Module MT070

Human Relations Approach


Module author

Francesca Gino

Harvard Business School
Harvard University

Learning Outcomes

After you studied this module, you will be able to

  • explain what the human relations approach is about and what it tries to explain;
  • explain why it is relevant to know about this approach in today's economic environment and management practice.
Workload units


Reading extract Human Relations Approach


Why Open School of Management believes that knowing the human relations approach is helpful

If you agree that the best ideas come and go like the seasons, you're in a good place to understand the dynamics of taking a human relations approach to running any type of business or corporation, because the basics of this movement have remained the same for centuries. Human relations-focused workplace philosophies are both an art and a science, which is why sociologists, anthropologists and organizational behaviorists repeatedly return to theories and principles first proposed as early as the 19th century. But you're probably not interested in the pedantic side of this social science. You want to know how to make this popular, recurring approach work for you as you attempt to run a business in today's complex, competitive world. The following should help you separate wheat from chaff as you move into the future.

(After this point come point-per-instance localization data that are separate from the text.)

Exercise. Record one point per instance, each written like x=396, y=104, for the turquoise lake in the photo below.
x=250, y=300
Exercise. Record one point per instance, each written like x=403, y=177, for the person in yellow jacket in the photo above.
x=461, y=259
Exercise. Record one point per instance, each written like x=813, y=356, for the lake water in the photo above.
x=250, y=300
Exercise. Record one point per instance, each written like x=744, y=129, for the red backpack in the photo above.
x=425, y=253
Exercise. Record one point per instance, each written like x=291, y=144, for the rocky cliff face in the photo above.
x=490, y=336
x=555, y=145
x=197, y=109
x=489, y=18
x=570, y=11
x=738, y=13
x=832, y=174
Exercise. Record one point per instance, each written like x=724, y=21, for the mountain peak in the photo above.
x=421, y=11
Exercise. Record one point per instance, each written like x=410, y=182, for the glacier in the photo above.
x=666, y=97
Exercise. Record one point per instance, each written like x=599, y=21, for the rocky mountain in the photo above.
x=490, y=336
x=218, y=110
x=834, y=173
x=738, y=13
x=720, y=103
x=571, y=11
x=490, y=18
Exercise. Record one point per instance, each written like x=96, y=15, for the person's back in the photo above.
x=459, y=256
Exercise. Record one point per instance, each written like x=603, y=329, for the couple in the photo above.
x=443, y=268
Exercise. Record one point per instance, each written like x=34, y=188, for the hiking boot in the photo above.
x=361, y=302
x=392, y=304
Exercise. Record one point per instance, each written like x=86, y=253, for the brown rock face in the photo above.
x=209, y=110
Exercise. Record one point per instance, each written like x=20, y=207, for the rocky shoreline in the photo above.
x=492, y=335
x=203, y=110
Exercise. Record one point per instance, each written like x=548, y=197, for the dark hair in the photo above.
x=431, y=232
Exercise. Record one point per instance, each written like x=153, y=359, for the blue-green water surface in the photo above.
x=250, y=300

Contemporary theorists are quick to point out that there's really nothing new about human relations, though for purposes of your education, it helps to look back to the 1930s and 1940s when behavioral experts first suggested applying theories within work environments that improved the way employees were treated by management. Back then, enlightened corporations like Eastman Kodak, United States Steel, General Motors, Sears Roebuck and International Harvester decided employees needed more than just a paycheck to compensate them for hard work, so they drew up menus of benefits that ranged from better treatment, more benefits and on-the-job extras that were supposed to turn even the most apathetic staffers into more productive workers. These programs and benefits, at the heart of the human relations model, were courtesy of "the corporation" and in many instances, results of this largess dramatically changed work environments. While the dynamics of human relations have expanded over time, these first efforts are at the root of the larger industrial relations movement.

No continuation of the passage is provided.